The sixth wave of infections is now spreading across Japan, led by the highly contagious Omicron variant, and many prefectures are registering record numbers of new COVID-19 cases each day.
But voters appear less anxious now than they were during the fifth wave of infections fueled by the Delta variant last summer.
The latest survey found that 69 percent of respondents “greatly” or “somewhat” fear they may be denied access to medical care if they become infected, while 29 percent had “no” or “not much” fear about this.
In the survey taken on Sept. 11 and 12, after the peak of the fifth wave, 82 percent said they were “greatly” or “somewhat” worried about being unable to get hospital treatment if they tested positive for the virus.
According to the latest survey, 28 percent of voters feel the threat of the Omicron variant is “more serious than before,” 39 percent think the threat level is “the same as before,” and 31 percent believe it is “not so serious as before.” They were asked to choose one of the three answers.
But respondents in Tokyo and Osaka showed a sharp discrepancy in the threat level of Omicron.
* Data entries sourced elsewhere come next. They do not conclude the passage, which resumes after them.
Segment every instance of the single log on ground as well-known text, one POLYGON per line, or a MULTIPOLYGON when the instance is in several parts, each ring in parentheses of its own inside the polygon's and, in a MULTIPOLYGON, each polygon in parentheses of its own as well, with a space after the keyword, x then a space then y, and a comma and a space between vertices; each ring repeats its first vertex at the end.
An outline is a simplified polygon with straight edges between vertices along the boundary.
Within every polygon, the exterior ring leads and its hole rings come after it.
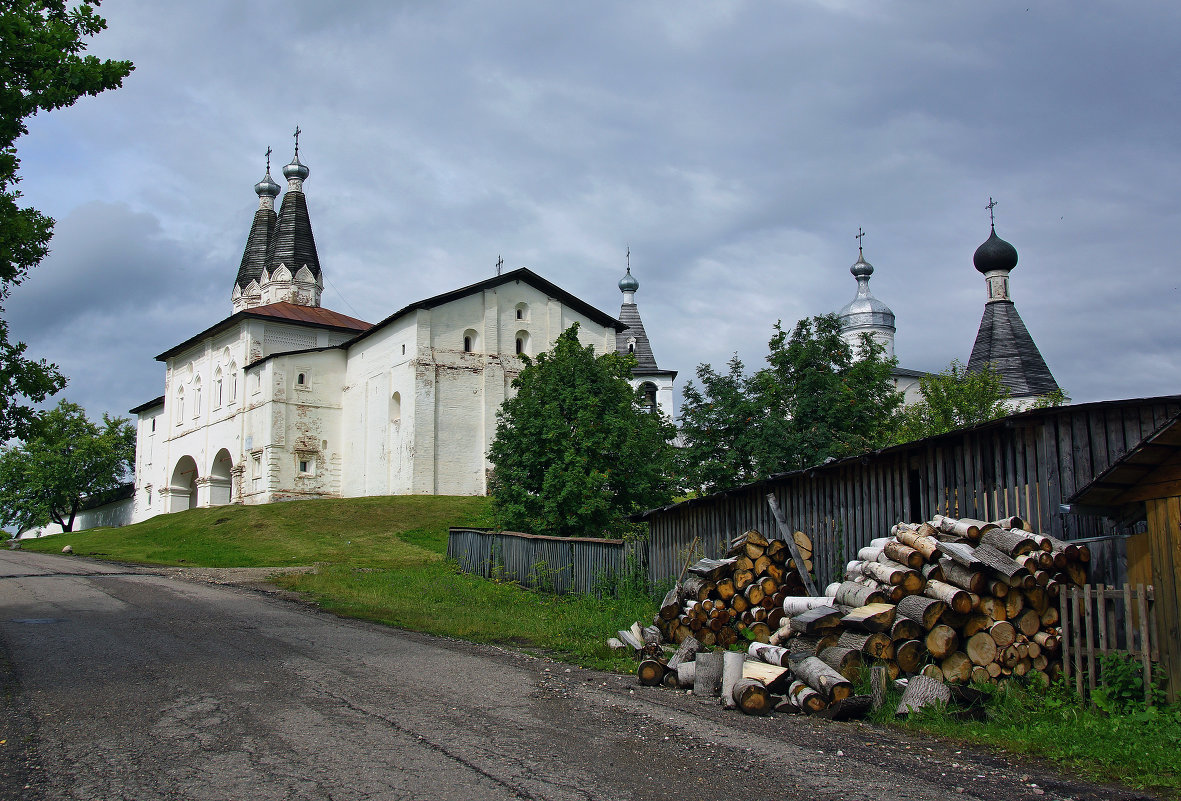
POLYGON ((677 686, 691 688, 697 675, 697 662, 682 662, 677 665, 677 686))
POLYGON ((857 681, 861 676, 861 652, 854 648, 844 648, 839 645, 825 648, 820 652, 820 661, 840 673, 849 681, 857 681))
POLYGON ((811 559, 813 554, 812 538, 802 531, 794 532, 791 538, 795 542, 796 548, 799 549, 800 556, 804 559, 811 559))
POLYGON ((1047 651, 1053 652, 1058 650, 1058 637, 1052 632, 1039 631, 1037 634, 1033 635, 1033 641, 1042 648, 1045 648, 1047 651))
POLYGON ((742 592, 755 580, 755 572, 748 569, 739 569, 734 571, 731 578, 734 581, 734 589, 737 592, 742 592))
POLYGON ((943 680, 950 684, 967 684, 972 680, 972 660, 963 651, 953 651, 939 663, 943 680))
POLYGON ((1058 625, 1058 607, 1047 606, 1046 611, 1042 612, 1043 626, 1057 626, 1058 625))
POLYGON ((778 667, 747 659, 742 663, 742 678, 758 679, 770 692, 784 693, 787 692, 793 676, 786 666, 778 667))
POLYGON ((755 575, 756 576, 767 575, 767 570, 770 569, 771 565, 773 565, 773 564, 775 564, 775 563, 771 561, 771 557, 767 556, 766 554, 763 554, 762 556, 760 556, 758 559, 755 560, 755 565, 754 565, 755 575))
POLYGON ((747 584, 746 589, 742 591, 742 594, 746 596, 746 600, 751 604, 751 606, 758 606, 763 602, 763 599, 767 597, 767 593, 763 592, 763 586, 757 581, 752 581, 750 584, 747 584))
POLYGON ((996 640, 987 631, 978 631, 968 638, 964 652, 976 665, 987 665, 996 659, 996 640))
POLYGON ((868 695, 850 695, 829 704, 817 712, 816 717, 828 720, 860 720, 869 714, 872 703, 868 695))
POLYGON ((945 584, 942 581, 928 581, 927 586, 923 589, 923 594, 928 598, 943 601, 949 609, 961 615, 972 611, 971 594, 951 584, 945 584))
POLYGON ((866 604, 859 606, 841 618, 847 628, 870 633, 888 631, 894 624, 897 607, 893 604, 866 604))
POLYGON ((988 582, 987 592, 994 598, 1004 598, 1009 594, 1009 582, 994 579, 988 582))
POLYGON ((714 587, 714 592, 716 592, 718 597, 723 601, 729 603, 730 599, 734 597, 738 590, 734 587, 734 579, 726 577, 723 579, 718 579, 717 585, 714 587))
POLYGON ((929 679, 943 681, 943 668, 938 665, 923 665, 923 669, 919 671, 919 674, 929 679))
POLYGON ((818 606, 791 619, 792 631, 801 634, 820 634, 840 628, 840 625, 841 613, 831 606, 818 606))
POLYGON ((644 640, 642 636, 636 634, 629 629, 620 629, 615 632, 615 636, 619 638, 620 642, 626 645, 633 651, 642 651, 644 649, 644 640))
POLYGON ((925 645, 936 659, 943 659, 959 647, 960 638, 951 626, 940 623, 927 632, 925 645))
POLYGON ((790 555, 787 543, 783 540, 776 538, 767 543, 767 556, 771 557, 771 561, 775 564, 782 565, 790 555))
MULTIPOLYGON (((927 588, 930 589, 930 586, 928 583, 927 588)), ((915 621, 925 630, 930 630, 939 622, 939 616, 946 608, 946 602, 921 595, 911 595, 898 602, 898 614, 915 621)))
POLYGON ((742 665, 746 654, 740 651, 726 651, 722 654, 722 706, 734 707, 734 682, 742 678, 742 665))
POLYGON ((890 639, 894 642, 898 642, 899 640, 921 640, 926 636, 926 632, 927 630, 923 628, 922 624, 899 615, 894 618, 894 625, 890 627, 890 639))
POLYGON ((697 655, 697 673, 693 677, 693 694, 717 696, 722 692, 722 655, 709 651, 697 655))
POLYGON ((645 659, 636 668, 636 676, 645 687, 655 687, 664 678, 665 667, 655 659, 645 659))
POLYGON ((922 665, 927 649, 918 640, 902 640, 894 643, 894 661, 903 673, 915 673, 922 665))
POLYGON ((870 707, 877 711, 886 705, 886 668, 874 665, 869 669, 870 707))
POLYGON ((987 573, 964 567, 946 556, 939 560, 939 568, 943 571, 941 580, 947 584, 954 584, 960 589, 974 592, 977 595, 988 591, 990 579, 987 573))
POLYGON ((740 678, 734 682, 730 702, 748 715, 765 715, 771 711, 771 693, 758 679, 740 678))
POLYGON ((969 620, 969 618, 971 618, 971 616, 972 616, 971 613, 964 615, 964 614, 960 614, 959 612, 955 612, 949 606, 946 609, 944 609, 943 614, 939 616, 939 622, 945 626, 951 626, 956 631, 959 631, 965 625, 967 625, 968 620, 969 620))
POLYGON ((890 635, 883 633, 858 634, 855 631, 846 631, 837 640, 837 645, 852 648, 875 659, 890 659, 894 656, 894 641, 890 639, 890 635))
POLYGON ((1005 596, 1005 615, 1009 620, 1016 620, 1017 616, 1021 614, 1021 610, 1025 608, 1025 592, 1010 592, 1005 596))
POLYGON ((964 537, 973 541, 980 539, 980 526, 977 525, 977 521, 975 520, 964 518, 963 522, 961 522, 954 517, 935 515, 931 518, 931 525, 944 534, 954 534, 957 537, 964 537))
POLYGON ((681 644, 677 646, 676 652, 668 660, 668 669, 676 670, 677 666, 682 662, 689 662, 697 652, 701 650, 701 643, 696 637, 689 636, 681 640, 681 644))
POLYGON ((874 562, 878 555, 881 554, 881 546, 866 545, 864 548, 857 551, 857 559, 861 562, 874 562))
POLYGON ((798 679, 792 682, 791 688, 787 692, 787 698, 793 706, 808 715, 819 712, 828 706, 823 695, 798 679))
POLYGON ((1003 528, 1006 531, 1009 529, 1023 530, 1025 528, 1025 521, 1020 517, 1013 515, 1012 517, 1002 517, 1000 520, 992 521, 993 525, 1003 528))
POLYGON ((911 676, 895 714, 901 717, 932 704, 946 704, 950 700, 951 691, 943 682, 927 676, 911 676))
POLYGON ((817 657, 809 657, 792 665, 792 673, 831 703, 853 694, 853 685, 817 657))
POLYGON ((974 665, 972 667, 972 683, 973 684, 987 684, 992 677, 988 675, 988 669, 981 665, 974 665))

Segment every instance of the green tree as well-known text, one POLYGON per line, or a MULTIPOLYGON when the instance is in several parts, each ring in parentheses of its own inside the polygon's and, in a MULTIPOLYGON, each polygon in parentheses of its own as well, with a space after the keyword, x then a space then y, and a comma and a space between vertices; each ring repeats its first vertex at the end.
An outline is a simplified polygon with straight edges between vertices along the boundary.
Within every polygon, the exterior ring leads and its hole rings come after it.
POLYGON ((902 395, 894 389, 895 359, 868 335, 860 352, 841 337, 840 319, 801 320, 789 337, 780 323, 758 374, 767 408, 770 452, 765 474, 799 470, 890 442, 902 395))
POLYGON ((767 461, 763 399, 737 354, 729 366, 719 374, 698 365, 701 389, 690 381, 681 391, 678 463, 685 486, 698 493, 755 481, 767 461))
POLYGON ((933 437, 1009 413, 1009 389, 990 364, 969 372, 953 360, 946 369, 920 378, 919 393, 922 400, 902 411, 896 442, 933 437))
POLYGON ((628 384, 631 356, 596 357, 579 343, 575 324, 549 353, 522 359, 489 451, 500 526, 618 536, 628 515, 671 500, 676 431, 628 384))
POLYGON ((23 443, 0 451, 0 524, 57 523, 72 531, 83 500, 116 489, 135 462, 135 427, 63 400, 41 415, 23 443))
MULTIPOLYGON (((106 28, 94 13, 97 5, 98 0, 73 9, 64 0, 0 2, 0 303, 49 253, 53 235, 52 219, 18 203, 16 140, 28 133, 25 121, 114 89, 133 69, 130 61, 83 55, 84 39, 106 28)), ((8 325, 0 320, 0 441, 27 435, 35 417, 28 404, 66 383, 55 365, 24 352, 23 344, 9 342, 8 325)))

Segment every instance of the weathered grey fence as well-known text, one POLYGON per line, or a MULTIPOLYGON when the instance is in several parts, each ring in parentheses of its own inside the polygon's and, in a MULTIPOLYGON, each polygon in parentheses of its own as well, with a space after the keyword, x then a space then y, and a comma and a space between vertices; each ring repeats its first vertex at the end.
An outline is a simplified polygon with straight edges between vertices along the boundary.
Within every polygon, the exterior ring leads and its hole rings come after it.
POLYGON ((774 536, 771 492, 788 525, 812 538, 820 582, 894 523, 935 514, 1019 515, 1062 539, 1106 536, 1115 530, 1103 518, 1059 505, 1179 411, 1178 395, 1038 409, 655 509, 641 516, 649 576, 676 576, 694 538, 717 557, 747 529, 774 536))
POLYGON ((1079 695, 1103 681, 1099 657, 1123 654, 1140 663, 1144 700, 1152 698, 1152 669, 1160 662, 1152 587, 1087 584, 1059 596, 1062 668, 1079 695))
POLYGON ((610 576, 624 575, 629 558, 643 566, 646 551, 622 540, 476 528, 452 528, 447 536, 447 558, 463 572, 563 594, 596 592, 610 576))

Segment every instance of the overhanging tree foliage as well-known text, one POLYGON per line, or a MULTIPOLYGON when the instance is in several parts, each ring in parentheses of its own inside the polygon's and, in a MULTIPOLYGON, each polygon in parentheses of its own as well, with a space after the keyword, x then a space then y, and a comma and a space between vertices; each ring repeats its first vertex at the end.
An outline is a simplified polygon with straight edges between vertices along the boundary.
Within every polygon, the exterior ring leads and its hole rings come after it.
POLYGON ((889 442, 902 396, 881 345, 868 337, 855 355, 834 314, 779 324, 767 367, 743 374, 698 367, 681 405, 683 474, 698 492, 714 492, 774 473, 880 448, 889 442))
MULTIPOLYGON (((114 89, 133 69, 130 61, 83 55, 83 39, 106 28, 94 13, 97 5, 97 0, 73 9, 64 0, 0 3, 0 303, 49 253, 53 235, 52 219, 18 205, 16 140, 28 133, 25 120, 114 89)), ((23 344, 9 342, 8 325, 0 320, 0 441, 26 436, 35 416, 28 404, 66 383, 55 365, 29 359, 24 351, 23 344)))
POLYGON ((506 529, 618 536, 626 517, 672 497, 675 429, 627 379, 635 361, 578 341, 578 326, 513 381, 498 413, 492 507, 506 529))
POLYGON ((23 443, 0 451, 0 524, 23 530, 57 523, 72 531, 87 497, 117 489, 135 463, 135 427, 103 415, 86 419, 61 401, 41 415, 23 443))

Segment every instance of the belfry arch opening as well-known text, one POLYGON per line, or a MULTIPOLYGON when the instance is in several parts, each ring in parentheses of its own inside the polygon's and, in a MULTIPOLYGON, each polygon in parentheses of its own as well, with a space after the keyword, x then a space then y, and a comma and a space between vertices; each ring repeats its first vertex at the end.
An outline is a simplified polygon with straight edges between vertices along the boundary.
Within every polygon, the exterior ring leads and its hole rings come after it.
POLYGON ((172 470, 168 482, 168 511, 183 512, 197 505, 197 462, 192 456, 182 456, 172 470))

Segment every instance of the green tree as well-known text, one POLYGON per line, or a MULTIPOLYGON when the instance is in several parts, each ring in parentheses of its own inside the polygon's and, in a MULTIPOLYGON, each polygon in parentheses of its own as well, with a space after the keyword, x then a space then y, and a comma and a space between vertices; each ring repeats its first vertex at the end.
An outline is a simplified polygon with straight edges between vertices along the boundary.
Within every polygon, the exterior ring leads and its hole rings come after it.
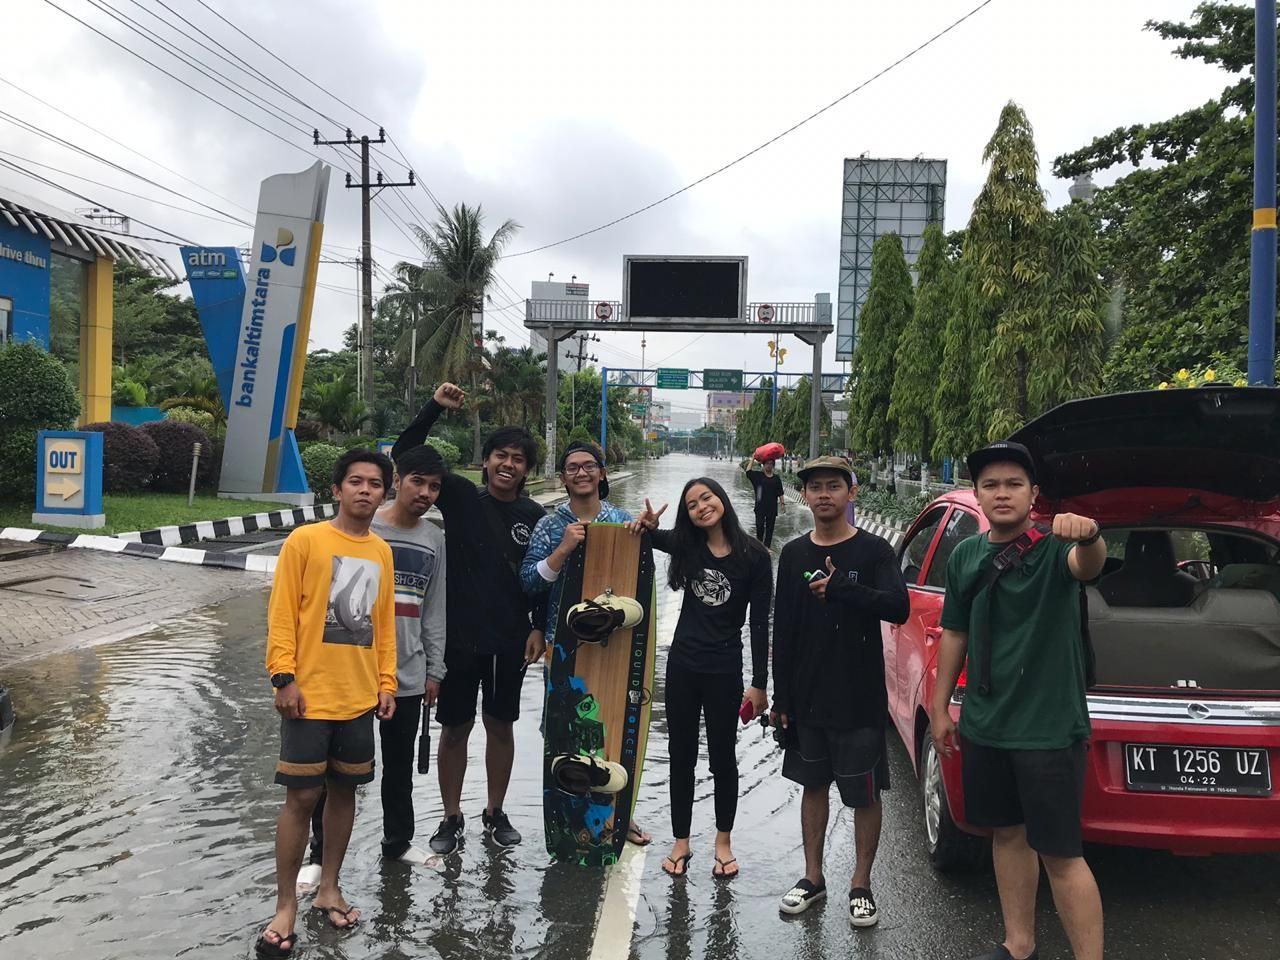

Twenty-five percent in the capital felt it was “not so serious as before,” while the figure was 45 percent in Osaka.
Sixty-seven percent of respondents said the pre-emergency measures applied to Tokyo and 15 prefectures earlier this month to slow the spread of the novel coronavirus were “insufficient,” while 20 percent replied the opposite.
Voters also gave low marks to the government over the cluster infections that have occurred at U.S. military facilities, particularly in Okinawa and Yamaguchi prefectures, since mid-December and spread to the local populations.
Japanese government officials said they have repeatedly urged the U.S. military rein in the contagion.
Only 15 percent of respondents gave high marks for this action, while 69 percent disapproved.
As for the infrastructure ministry’s falsification of data regarding construction contracts that are used to calculate the nation’s gross domestic product, 72 percent of respondents called for Kishida to make more efforts to get to the bottom of the issue, compared with 14 percent who said there was no need to do so.
The survey found that 73 percent of voters who support the Kishida Cabinet want a further investigation into the data scandal.
Regrading Japan’s decision not to send government officials or diplomats to the Beijing Olympics and Paralympics, 67 percent gave a thumbs-up while 14 percent disapproved of the move.
The approval rating for the Kishida Cabinet came to 49 percent, unchanged from the poll in December. The disapproval rate dipped by 2 points to 21 percent.
The nationwide survey was conducted by contacting fixed telephone and mobile phone numbers selected randomly by computer.
The poll received 527 replies after contacting 1,028 households with at least one voter. Among mobile phone users, 1,000 gave valid responses out of 2,198 voters contacted.